Infine, il giudice dell’esecuzione avrebbe dovuto comunque fissare l’udienza camerale per procedere nel contraddittorio delle parti, in assenza del requisito della manifesta infondatezza dell’istanza.
3. Il Procuratore generale ha chiesto la dichiarazione di inammissibilita’ del ricorso.
CONSIDERATO IN DIRITTO
Il ricorso, con riferimento all’assorbente rilievo della assenza del presupposto processuale della procedura cosi’ detta de plano, e’ fondato e va percio’ disposto l’annullamento del decreto impugnato.
1. A norma dell’articolo 666 c.p.p. il giudice dell’esecuzione puo’ pronunciare, de plano, decreto di inammissibilita’ dell’istanza ove risulti la manifesta infondatezza della stessa (“per difetto delle condizioni di legge”) ovvero che la stessa costituisca “mera riproposizione di una richiesta gia’ rigettata, basata sui medesimi elementi”; in assenza di tali presupposti, la richiesta va esaminata in camera di consiglio, nel contraddittorio delle parti.
Nel caso in esame, a fronte di una richiesta avente ad oggetto la rideterminazione della pena inflitta con due sentenze di condanna, il giudice dell’esecuzione ha ritenuto la manifesta infondatezza della istanza, con riferimento ad entrambi gli oggetti di essa, sul rilievo della non applicabilita’ degli effetti della pronuncia di incostituzionalita’ in ragione della avvenuta espiazione della pena e quindi del venir meno del rapporto punitivo che ha titolo nella condanna.
Tale dato storico e’ stato desunto dall’esame del provvedimento di cumulo 16.3.2017, laddove, alla pagina 5, si darebbe atto della avvenuta espiazione delle pene oggetto della richiesta di rideterminazione.
In ordine alla nozione di manifesta infondatezza per difetto delle condizioni di legge, la giurisprudenza ha precisato che deve trattarsi della assenza di requisiti posti direttamente dalla legge e che tale mancanza dev’essere immediatamente riscontrabile, senza necessita’ di alcuna indagine (Sez. 1, 29/03/2018, Focoso, Rv. 273714).
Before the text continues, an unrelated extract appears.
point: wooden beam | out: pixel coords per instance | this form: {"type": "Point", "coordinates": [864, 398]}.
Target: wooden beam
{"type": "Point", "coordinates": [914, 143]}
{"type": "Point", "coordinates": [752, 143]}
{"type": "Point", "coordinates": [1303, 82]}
Ora, la decisione impugnata ha dato rilievo ad un presupposto giuridico della istanza – l’esaurimento o meno del rapporto esecutivo – che, in diritto, e’ oggetto di non univoche interpretazioni (sul punto, Sez. 1, 3/03/2020, Candido, Rv. 278893) e richiede una specifica e, a volte, non semplice verifica dei dati storici che costituiscono la posizione del condannato.
Tant’e’ vero che il primo giudice ha dovuto effettuare l’esame dell’ordine di esecuzione, riscontrando, a pagina 5, l’avvenuta espiazione delle pene inflitte, senza peraltro dare contezza dei dati fattuali che giustificano un tale assunto, ne’ del residuo di pena posto in esecuzione.
Il decreto di inammissibilita’ risulta quindi pronunciato in assenza del presupposto legale (la manifesta infondatezza della istanza) che lo consente e giustifica il sacrificio dell’interesse difensivo al contraddittorio.
2. Va dunque pronunciato annullamento dell’ordinanza impugnata con rinvio alla Corte di appello di Napoli per nuovo esame della istanza, previa fissazione dell’udienza in camera di consiglio ai sensi dell’articolo 666 c.p.p..
I motivi di ricorso, relativi all’interesse della parte alla rideterminazione della pena in ragione della fungibilita’ della carcerazione sofferta sine titulo, sono assorbiti.
P.Q.M.
Annulla il provvedimento impugnato e rinvia per nuovo giudizio alla Corte di appello di Napoli.
In caso di diffusione omettere le generalità e gli altri dati identificativi dei soggetti interessati nei termini indicati.